Guilty pleasure: Das (sinnlos) schuldige Vergnügen erklärt

Sollten wir uns dafür schämen, welche Unterhaltung wir genießen? Ja, wenn es nach dem Begriff des Guilty Pleasure geht. Nein, wenn wir mal ehrlich darüber nachdenken.

Hier nun also die vollständige Erklärung des Guilty Pleasure und warum wir eigentlich aufhören sollten, guilty zu sein. Man merkt schon, dieser Text wird zwischen Deutsch und Englisch hin und her springen. Doch keine Sorge, der Inhalt bleibt klar verständlich.*

*Falls nicht, ab in die Kommentare mit den Beschwerden

Was heißt guilty pleasure auf Deutsch?

Guilty Pleasure steht im Wesentlichen für schuldiges oder bereutes Vergnügen. Es gibt keine gängige Übersetzung ins Deutsche, weshalb im allgemeinen Sprachgebrauch meist einfach das englische Original verwendet wird.

Was bedeutet Guilty Pleasure?

Wer etwas genießt, obwohl er oder sie diese Sache eigentlich nicht genießen möchte, der verspürt schuldiges Vergnügen. Soll heißen, etwas wirkt uncool, sinnlos oder doof, aber es bereitet trotzdem Freude oder Befriedigung.

was bedeutet guilty pleasure

Beispiele für Guilty Pleasures

Absolut alles kann in die Kategorie Guilty Pleasure fallen. Wer beispielsweise ausschließlich Schlager hört und gerne Dirndl trägt, empfindet möglicherweise eine Vorliebe für Hardrock und fühlt sich dabei komisch. Jemand, der für seine Horrorfilmliebe bekannt ist, würde wohl eher nicht zugeben, dass er am Wochenende heimlich Chick Flicks schaut.

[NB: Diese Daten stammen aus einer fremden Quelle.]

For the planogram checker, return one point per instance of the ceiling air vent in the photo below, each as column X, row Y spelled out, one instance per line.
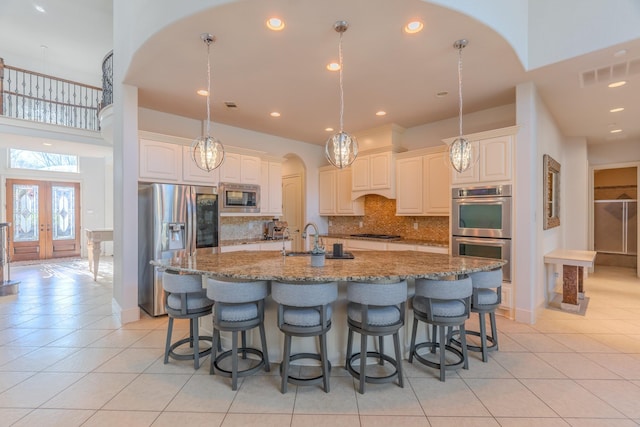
column 610, row 73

Was ein Guilty Pleasure ist, hängt also vollständig vom Kontext ab. Häufig handelt es sich jedoch um Dinge, die von der breiten Masse (oder dem direkten sozialen Umfeld) belächelt werden. Auch die Intensität mit der man etwas genießt, kann etwas zu einem Guilty Pleasure machen – Twilight zweimal gesehen zu haben, ist unter Umständen einen Lacher wert, den ganzen Film mitsprechen zu können, kann dieses bestimmte schuldige oder peinlich berührte Gefühl auslösen.

Guilty Pleasure Songs

Den folgenden Beispielen darf gerne jeder widersprechen (macht mich ruhig in den Kommentaren fertig!). Allerdings könnte man wohl sagen, wer diese Songs genießt, weicht damit von der Mehrheit ab und nicht nur das, über diese Songs wird eher gelacht, als dass sie gefeiert werden.

Dragostea din tei

Gemeinsam mit dem Las Ketchup Song gehört Dragostea din tei für mich zu den ersten Erinnerungen an nervigen Songs, die einen Sommer lang hoch und runter liefen. Wenn ich komisch drauf bin, mache ich ihn trotzdem mal an und verspüre schon etwas Scham oder Reue, wenn ich ihn genieße.

Crazy Frog

Definitiv nicht mein Guilty Pleasure, aber mit über 2 Millarden Aufrufen wird es wohl Menschen geben, die das tatsächlich mögen. Die Frage ist: Steht ihr auch dazu?

Barbie Girl

Barbie Girl ist ein gutes Beispiel für ein Guilty Pleasure, das den Reue-Faktor für mich komplett verloren hat. Man muss ihn nur oft genug voller Inbrunst in einem Club brüllen und dann legt sich das…

Guilty Pleasure Bücher

Es ist nicht allzu schwer, ein reuiges Vergnügen (schlimmste Übersetzung meiner Meinung nach) im Bücheruniversum zu finden. Man erinnere sich nur an den Hype um Fifty Shades of Grey. Der Grund, warum so viele Frauen das Buch ganz unverblümt lesen konnten und wollten, war unter anderem, dass eReader gerade den Markt fluteten.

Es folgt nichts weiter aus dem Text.